As we near Earth Day this year, it’s worth taking note of exactly how far sustainability investing has come, and the tailwinds that are going to continue to buoy it moving forward. Gwen Le Berre, director of responsible investing at Parametric, an advisor for institutional investors, discusses the confluence of regulations, investor activism, and corporate involvement that will lead to even greater commitments and sustainability growth looking ahead in a recent blog post.
The series of reports released by the Intergovernmental Panel on Climate Change (IPCC) that began last year have highlighted exactly how dire our circumstances are and the repercussions of not curtailing global warming They have also set a goalpost of 2025 for emissions caps to keep as closely aligned as possible with a 1.5° C temperature increase over this century. Governments and investors are increasingly paying attention and are enacting regulations and allocating money in ways that support the net-zero transition.
From a policy perspective in the U.S., President Biden was quick to rejoin the Paris Agreements once he was in office and has since set several new pieces of legislation that focus on emissions reductions. These include setting 2030 as the goal to cut emissions in half from 2005 levels, requiring that half of all new vehicles manufactured after 2030 be zero-emissions, moving to all new vehicles being zero-emissions by 2035.
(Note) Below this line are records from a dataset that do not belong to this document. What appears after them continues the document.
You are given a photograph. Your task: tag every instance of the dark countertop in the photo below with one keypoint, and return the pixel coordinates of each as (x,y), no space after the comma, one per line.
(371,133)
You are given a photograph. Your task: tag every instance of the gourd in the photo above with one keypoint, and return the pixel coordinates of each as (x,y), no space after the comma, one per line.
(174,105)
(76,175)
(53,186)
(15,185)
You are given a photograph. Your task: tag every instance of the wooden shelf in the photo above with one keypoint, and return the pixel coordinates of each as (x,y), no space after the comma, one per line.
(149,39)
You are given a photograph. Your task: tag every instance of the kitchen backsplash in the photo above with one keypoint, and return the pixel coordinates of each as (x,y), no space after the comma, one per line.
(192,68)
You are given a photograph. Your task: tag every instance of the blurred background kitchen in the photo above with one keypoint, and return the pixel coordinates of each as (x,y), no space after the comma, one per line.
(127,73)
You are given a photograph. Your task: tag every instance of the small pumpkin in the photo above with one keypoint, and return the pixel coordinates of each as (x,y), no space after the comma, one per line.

Other regulatory bodies have taken up the torch as well; the Department of Labor is considering reforms that would address protecting pensions and retirement savings from climate change risks, and the SEC is tackling regulations that would require emissions disclosures from all publicly listed companies at various integrals, Le Berre explains.
“The SEC has also proposed to require companies to disclose how their boards and management oversee climate-related risks and opportunities, as well as details of climate-related transition plans and internal carbon pricing information,” Le Berre writes. “The SEC is looking for public comments on their proposal, but we don’t expect material changes to this draft 505-page rule.”
Investors and Corporations Take Action
Investors are on the frontlines too, coming together to create the Climate Action 100+ in 2017, a collective of over 600 global investors spanning 33 countries and with $65 trillion in AUM. This group focuses on engagement with some of the top publicly traded emissions-producers worldwide, garnering commitments from their boards and leadership to reduce emissions, build frameworks that focus on better climate governance, and be more transparent.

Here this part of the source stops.